VarSeq 1.4.1 Release Notes
- The table has been completely rewritten with multitude of usability improvements as well as improved memory efficiency, removing previous limitations to the number of variants viewable in VarSeq. See the updated Table View section for more details.
- Drilling down on details in the table has been rebuilt with in-place details about the current cell and row. These details can be snapped to the right of the table and maintain synced with the current row. See more about the new Detail View.
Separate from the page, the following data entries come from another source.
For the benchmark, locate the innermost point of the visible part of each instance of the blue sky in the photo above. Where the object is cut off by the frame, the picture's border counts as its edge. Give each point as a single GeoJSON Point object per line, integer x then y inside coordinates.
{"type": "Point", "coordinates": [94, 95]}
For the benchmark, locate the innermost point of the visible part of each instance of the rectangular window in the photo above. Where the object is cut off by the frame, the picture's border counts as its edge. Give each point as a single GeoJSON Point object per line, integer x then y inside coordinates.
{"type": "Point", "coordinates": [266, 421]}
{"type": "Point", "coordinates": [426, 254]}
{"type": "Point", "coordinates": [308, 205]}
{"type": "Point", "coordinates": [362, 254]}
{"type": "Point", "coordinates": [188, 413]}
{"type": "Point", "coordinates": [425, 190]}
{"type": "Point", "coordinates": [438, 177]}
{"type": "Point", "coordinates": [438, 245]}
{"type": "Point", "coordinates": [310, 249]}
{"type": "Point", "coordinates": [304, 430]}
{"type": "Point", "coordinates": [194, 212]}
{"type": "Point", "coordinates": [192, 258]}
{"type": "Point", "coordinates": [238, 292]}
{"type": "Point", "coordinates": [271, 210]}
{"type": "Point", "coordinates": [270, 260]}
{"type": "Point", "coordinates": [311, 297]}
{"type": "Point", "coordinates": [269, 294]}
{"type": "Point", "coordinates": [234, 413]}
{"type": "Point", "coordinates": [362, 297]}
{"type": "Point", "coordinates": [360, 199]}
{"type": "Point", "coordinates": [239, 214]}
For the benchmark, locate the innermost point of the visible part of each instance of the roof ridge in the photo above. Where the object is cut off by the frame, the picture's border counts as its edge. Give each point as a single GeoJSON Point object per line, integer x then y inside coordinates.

- When shrinking columns to increase the number visible in a table, we now shorten column names dynamically to their symbol. Thus columns like “Read Depth (RD)” will be shorted to “RD”. Similarly when the space is available the full column name will be used. Note this pertains to “Variant Sets” toggle-fields used to flag variants to report, which previously were “fixed” to their short two-letter symbol form.
- Previously, the Group by Genes feature had a limit of 65,536 variants being in a single gene. This limit has been removed.
- Added Aggregate Compute Fields algorithm which allows for summary computations on sample fields. See Aggregate Compute Fields for more information.
- Added support for Assessment Catalogs hosted on VSWarehouse™ to be utilized by VarSeq.
- No longer allow sample specific variant sets to be created for projects with no samples.
- Fixed BAM hyperlinks in Samples table so they will work if the path contains “&” or ”,”.
- When saving Assessment Catalog fields of type “Multi-Item Select” with more than one selected item, only the first selected item was keeping its selected states. It now saves and restores properly.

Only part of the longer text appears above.